Latvia was hit particularly hard by the global financial crisis, so the government was actively working on opening new export markets along with fiscal consolidation. As the minister of economy in the government led by Prime Minister Valdis Dombrovskis (now the vice chairman of the European Commission), I started to work on models on how to improve cooperation with China, reasonably presuming it as one of the promising markets for Latvian goods in the future.
At the time of its announcement in 2012, China’s 16+1 initiative – the cooperation platform for China and Central and Eastern Europe within the One Belt, One Road strategy – seemed a promising and even ambitious approach in order to find a way out of the situation where mutual trade was highly unbalanced. It was like that in Latvia as well as other countries in our region, contrary to the experience of the old Western European countries in their cooperation with China.

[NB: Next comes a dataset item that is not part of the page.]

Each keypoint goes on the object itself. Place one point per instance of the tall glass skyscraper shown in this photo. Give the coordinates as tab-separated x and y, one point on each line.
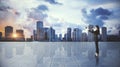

It is worth to recall the cooperation objectives announced at the first 16+1 summit in Warsaw – the parties agreed to establish a development fund to the amount of 500 million US dollars and the member states scheduled to increase trade between the region and China to 100 billion US dollars by 2015. Furthermore, the agreements specified cooperation in the fields of finance, tourism, culture and science, and China promised to provide a scholarship for 5,000 students from the region in the following five years.
With the expectation of mutually beneficial cooperation, as an expert and advisor I have participated in 16+1 summits trying to find the best ways to achieve the originally defined goals. Unfortunately, today it has to be concluded that the 16+1 cooperation format has become a forum for discussion and presentations, while specific cooperation models between countries have so far remained more of a slogan. Expectations and hopes for a result-oriented model of China’s economic cooperation with Central and Eastern Europe now are looking more like a mirage in the desert.
I have to admit that, on the practical side of life, the only meaningful strategy for countries is to continue to work individually to develop bilateral political relations and business contacts. Latvian entrepreneurs, who are accustomed to the absence of barriers, should stubbornly and purposefully continue to become familiar with the specific features of the Chinese domestic market. At the same time, we have to maintain an openness to investment from the Chinese private sector, allowing Asian businessmen with purposeful and forward-looking technologies to enter European markets.
The size and structure of the economies of the European countries are different, historically established trade links remain stable, but the politically highlighted future markets vary from one European country to another. Therefore I can only agree with the statement made by the Latvian minister of foreign affairs, Edgars Rinkevičs, that we must continue to seek a true balance in economic relations, while remaining faithful to European values and defending our interests in the long term.